Download bibliographic data
The ref
method returns a dictionary of bibliographic information on an article. The data include:
Abstract | string | the article's abstract |
Authors | list | each list element is an author-specific dictionary containing the keywords Name (author name) and Affiliation (author affiliation, when available) |
DOI | string | document identifier |
FirstPage | integer | page number of the article's first page |
ISSN | string | journal international standard serial number |
Issue | string | journal issue number |
JEL | list | JEL classification codes |
Journal | string | journal name (obviously the American Economic Review) |
LastPage | integer | page number of the article's last page | PubDate | string | date (YYYY-MM-DD) the article was published |
Title | string | article's title |
Volume | integer | journal volume number |
As before, use the id
keyword argument to fill in the relevant document identifier.
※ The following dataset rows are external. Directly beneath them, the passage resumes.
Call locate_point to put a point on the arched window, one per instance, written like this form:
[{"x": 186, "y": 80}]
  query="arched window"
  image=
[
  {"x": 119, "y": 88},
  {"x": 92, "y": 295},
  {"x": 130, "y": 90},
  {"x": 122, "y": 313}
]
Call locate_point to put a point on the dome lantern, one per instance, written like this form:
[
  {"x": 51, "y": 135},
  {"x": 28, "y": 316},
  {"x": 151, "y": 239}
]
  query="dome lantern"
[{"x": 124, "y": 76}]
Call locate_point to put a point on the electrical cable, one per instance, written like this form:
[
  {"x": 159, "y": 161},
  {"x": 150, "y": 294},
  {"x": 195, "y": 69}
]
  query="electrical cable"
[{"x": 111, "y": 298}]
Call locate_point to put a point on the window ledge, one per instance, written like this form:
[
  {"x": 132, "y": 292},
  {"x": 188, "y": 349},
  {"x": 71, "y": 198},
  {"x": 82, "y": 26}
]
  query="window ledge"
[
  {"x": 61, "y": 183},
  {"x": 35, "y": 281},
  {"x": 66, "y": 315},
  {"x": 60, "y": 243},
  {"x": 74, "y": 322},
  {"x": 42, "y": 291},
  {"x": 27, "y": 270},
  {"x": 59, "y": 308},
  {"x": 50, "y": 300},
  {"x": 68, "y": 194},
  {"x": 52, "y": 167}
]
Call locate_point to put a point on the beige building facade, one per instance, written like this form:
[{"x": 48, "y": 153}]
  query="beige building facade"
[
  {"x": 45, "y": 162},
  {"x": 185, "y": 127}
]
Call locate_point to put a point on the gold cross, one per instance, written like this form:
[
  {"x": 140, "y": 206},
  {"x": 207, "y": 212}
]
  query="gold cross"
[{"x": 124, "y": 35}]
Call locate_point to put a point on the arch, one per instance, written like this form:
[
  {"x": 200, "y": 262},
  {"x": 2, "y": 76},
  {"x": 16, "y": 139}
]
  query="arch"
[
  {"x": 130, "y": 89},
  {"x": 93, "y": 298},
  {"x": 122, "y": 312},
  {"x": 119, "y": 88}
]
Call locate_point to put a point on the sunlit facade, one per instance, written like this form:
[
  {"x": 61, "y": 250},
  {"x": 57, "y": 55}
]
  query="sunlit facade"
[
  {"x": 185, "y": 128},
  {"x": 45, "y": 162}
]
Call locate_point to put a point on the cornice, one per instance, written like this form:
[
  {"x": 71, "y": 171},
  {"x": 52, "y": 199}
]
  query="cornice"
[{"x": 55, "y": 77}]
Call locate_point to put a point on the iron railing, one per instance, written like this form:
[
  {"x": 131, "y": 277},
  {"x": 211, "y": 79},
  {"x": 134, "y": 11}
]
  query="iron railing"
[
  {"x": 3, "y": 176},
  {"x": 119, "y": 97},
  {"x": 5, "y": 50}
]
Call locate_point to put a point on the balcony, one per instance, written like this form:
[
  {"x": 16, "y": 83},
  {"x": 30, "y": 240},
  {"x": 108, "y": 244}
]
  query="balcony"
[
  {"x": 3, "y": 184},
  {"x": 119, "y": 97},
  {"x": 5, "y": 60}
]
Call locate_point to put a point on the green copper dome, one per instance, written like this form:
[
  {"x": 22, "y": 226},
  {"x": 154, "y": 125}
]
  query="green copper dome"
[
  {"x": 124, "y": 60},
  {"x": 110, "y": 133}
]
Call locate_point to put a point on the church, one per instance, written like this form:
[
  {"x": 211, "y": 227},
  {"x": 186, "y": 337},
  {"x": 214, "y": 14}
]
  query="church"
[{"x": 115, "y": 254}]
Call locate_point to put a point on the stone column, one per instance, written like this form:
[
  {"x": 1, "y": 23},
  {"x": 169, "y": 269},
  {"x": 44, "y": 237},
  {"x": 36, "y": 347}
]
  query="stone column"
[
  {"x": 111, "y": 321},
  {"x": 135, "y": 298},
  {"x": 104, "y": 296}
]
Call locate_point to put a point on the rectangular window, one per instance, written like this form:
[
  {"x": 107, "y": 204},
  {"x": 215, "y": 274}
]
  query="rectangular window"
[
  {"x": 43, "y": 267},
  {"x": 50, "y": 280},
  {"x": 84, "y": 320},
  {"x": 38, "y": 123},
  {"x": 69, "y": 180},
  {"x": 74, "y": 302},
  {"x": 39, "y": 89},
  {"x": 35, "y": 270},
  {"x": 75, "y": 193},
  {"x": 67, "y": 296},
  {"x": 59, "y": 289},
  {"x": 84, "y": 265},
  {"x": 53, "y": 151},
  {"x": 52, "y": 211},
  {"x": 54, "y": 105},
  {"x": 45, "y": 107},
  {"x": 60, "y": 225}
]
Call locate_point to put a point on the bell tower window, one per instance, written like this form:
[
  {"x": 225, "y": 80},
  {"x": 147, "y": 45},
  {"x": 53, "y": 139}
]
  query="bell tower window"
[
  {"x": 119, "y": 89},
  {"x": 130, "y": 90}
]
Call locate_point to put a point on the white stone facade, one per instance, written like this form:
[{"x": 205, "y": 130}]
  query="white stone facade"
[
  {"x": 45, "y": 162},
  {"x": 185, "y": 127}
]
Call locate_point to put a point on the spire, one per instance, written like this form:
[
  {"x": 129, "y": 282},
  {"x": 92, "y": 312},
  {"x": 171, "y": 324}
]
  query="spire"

In the following example, I use ref
to get the authors and abstract of the paper "Search Design and Broad Matching":
>>> biblio = conn.ref(id='10.1257/aer.20150076')
>>> biblio['Authors']
[{'Affiliation': 'Tel Aviv U and U MI', 'Name': 'Eliaz, Kfir'}, {'Affiliation': 'Tel Aviv U and U College London', 'Name': 'Spiegler, Ran'}]
>>> biblio['Abstract']
>>> 'We study decentralized mechanisms for allocating firms into search pools. The pools are created in response to noisy preference signals provided by consumers, who then browse the pools via costly random sequential search. Surplus-maximizing search pools are implementable in symmetric Nash equilibrium. Full extraction of the maximal surplus is implementable if and only if the distribution of consumer types satisfies a set of simple inequalities, which involve the relative fractions of consumers who like different products and the Bhattacharyya coefficient of similarity between their conditional signal distributions. The optimal mechanism can be simulated by a keyword auction with broad matching.'
Download HTML
Finally, the html
method returns the raw HTML code from an article's webpage. This might be used in conjunction with Beautiful Soup to search metadata not found in ref
. For example, to fetch the value of the property attribute for the first meta tag on "Liquidity Trap and Excessive Leverage":
>>> from bs4 import BeautifulSoup
>>> html = conn.html(id='10.1257/aer.20140289')
>>> soup = BeautifulSoup(html, 'html.parser')
>>> soup.meta['property']
'og:url'
License
Copyright 2016 Erin Hengel
Licensed under the Apache License, Version 2.0 (the "License"); you may not use this file except in compliance with the License. You may obtain a copy of the License at
http://www.apache.org/licenses/LICENSE-2.0
Unless required by applicable law or agreed to in writing, software distributed under the License is distributed on an "AS IS" BASIS, WITHOUT WARRANTIES OR CONDITIONS OF ANY KIND, either express or implied. See the License for the specific language governing permissions and limitations under the License.